Antonietta, wife of a fascist who accompanies her children to the big rally marking Hitler’s visit to Rome, is a simpleton who falls in love with her homosexual neighbor. Who enchants and embarrasses her with jokes and attention, no matter how lonely and desperate he is, and a minute before he committed suicide. Delia is corroding from the inside, he only has Marisa as a confidant (Emanuela Fanelli), who makes her laugh, encourages her and cheers her on.

She’s downcast like Antoinette, but in crucial moments she discovers her determination. For example, without speaking a word of English, she manages to ask an Allied soldier if he would kindly plant a bomb in her potential in-laws’ shop. More than a partisan squadron.

Sophia Loren and Marcello Mastroianni in “A Special Day.” (Getty Images)

Paisà by Roberto Rossellini (1946)

Here the repechage concerns Naplesan episode of the film containing six and forming part of the story the second film of Anti-Fascist War Trilogy. One of the highlights of neorealist cinema. Yonv JosephItalian-born African-American actor and musician who plays the soldier Wilhelm in There’s Still Tomorrow is clearly modeled Points Johnson; in Paisà again in the role of the black soldier of the Allied troops: Joe.

Paola Cortellesi and Yonv Joseph on the set of There’s Still Tomorrow. (@vjoseph)

Your contacts change. William baptizes Delia “Hello, Devo-annà” (because he is always in a hurry), he gives her a bar of chocolate (a similar but choral scene in which sweets are thrown from tanks was also in La Ciociara) and then he gives her the great pleasure of explosives. Joe, half drunk, has his shoes stolen by Pasqualea street boy who listens to all his stories and then takes off his boots when he sees him sleeping.

After finding the boy in a group of homeless people, Joe turns around in despair and realizes that the boy has no family, who certainly died in a bombing.

Anna Magnani in The Honorable Angelina.

The Honorable Angelina by Luigi Zampa (1947)

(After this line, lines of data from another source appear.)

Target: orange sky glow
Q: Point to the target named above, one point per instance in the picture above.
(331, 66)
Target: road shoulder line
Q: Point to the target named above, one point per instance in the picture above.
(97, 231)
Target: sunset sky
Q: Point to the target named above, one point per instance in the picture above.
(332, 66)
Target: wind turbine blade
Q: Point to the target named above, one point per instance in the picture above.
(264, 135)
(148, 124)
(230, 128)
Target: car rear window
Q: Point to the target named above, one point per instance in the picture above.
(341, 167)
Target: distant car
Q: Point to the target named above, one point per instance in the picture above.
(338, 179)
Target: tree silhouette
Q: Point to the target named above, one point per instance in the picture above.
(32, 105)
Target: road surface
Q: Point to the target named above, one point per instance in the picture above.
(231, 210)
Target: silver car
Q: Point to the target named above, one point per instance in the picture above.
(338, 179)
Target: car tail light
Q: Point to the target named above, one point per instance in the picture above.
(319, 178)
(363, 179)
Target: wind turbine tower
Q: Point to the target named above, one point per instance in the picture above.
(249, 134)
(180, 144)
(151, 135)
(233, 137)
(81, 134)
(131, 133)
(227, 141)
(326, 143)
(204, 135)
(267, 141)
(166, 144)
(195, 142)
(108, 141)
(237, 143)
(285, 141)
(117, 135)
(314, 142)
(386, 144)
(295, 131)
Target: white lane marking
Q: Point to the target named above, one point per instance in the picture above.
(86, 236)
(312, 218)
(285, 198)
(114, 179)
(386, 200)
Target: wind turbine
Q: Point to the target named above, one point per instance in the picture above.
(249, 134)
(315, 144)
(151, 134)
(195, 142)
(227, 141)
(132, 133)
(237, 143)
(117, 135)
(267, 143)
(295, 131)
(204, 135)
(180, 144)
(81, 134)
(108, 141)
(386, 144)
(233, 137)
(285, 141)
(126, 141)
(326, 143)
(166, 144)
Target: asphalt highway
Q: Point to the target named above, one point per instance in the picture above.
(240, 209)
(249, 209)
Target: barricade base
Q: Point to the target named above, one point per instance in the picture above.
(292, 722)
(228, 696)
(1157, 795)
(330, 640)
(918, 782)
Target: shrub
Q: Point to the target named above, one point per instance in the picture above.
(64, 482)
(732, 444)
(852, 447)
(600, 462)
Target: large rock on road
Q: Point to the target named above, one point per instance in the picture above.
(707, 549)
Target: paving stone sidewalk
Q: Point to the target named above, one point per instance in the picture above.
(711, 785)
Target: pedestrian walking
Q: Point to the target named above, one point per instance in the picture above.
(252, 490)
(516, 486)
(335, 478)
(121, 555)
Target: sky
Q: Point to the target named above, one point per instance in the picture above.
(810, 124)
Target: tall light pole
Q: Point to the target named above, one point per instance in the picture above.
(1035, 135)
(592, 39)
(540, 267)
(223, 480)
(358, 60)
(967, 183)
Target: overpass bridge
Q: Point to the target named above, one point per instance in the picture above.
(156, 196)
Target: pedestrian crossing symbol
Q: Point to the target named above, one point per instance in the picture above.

Anna Magnani again. But with the film in which Nannarella is a citizen charismatic person who leads an illegal occupation of property and who therefore wants the whole neighborhood in parliament, Delia-Cortellesi has little to do.

Angelina isn’t desperately waiting in line for pasta like Delia and the other unfortunates, attacks the grocery store owner’s warehouse and empties it Who says they don’t have a supply? Mena and ends up in prison. And who knows what he would have done if he had met a soldier like William: undermine Montecitorio?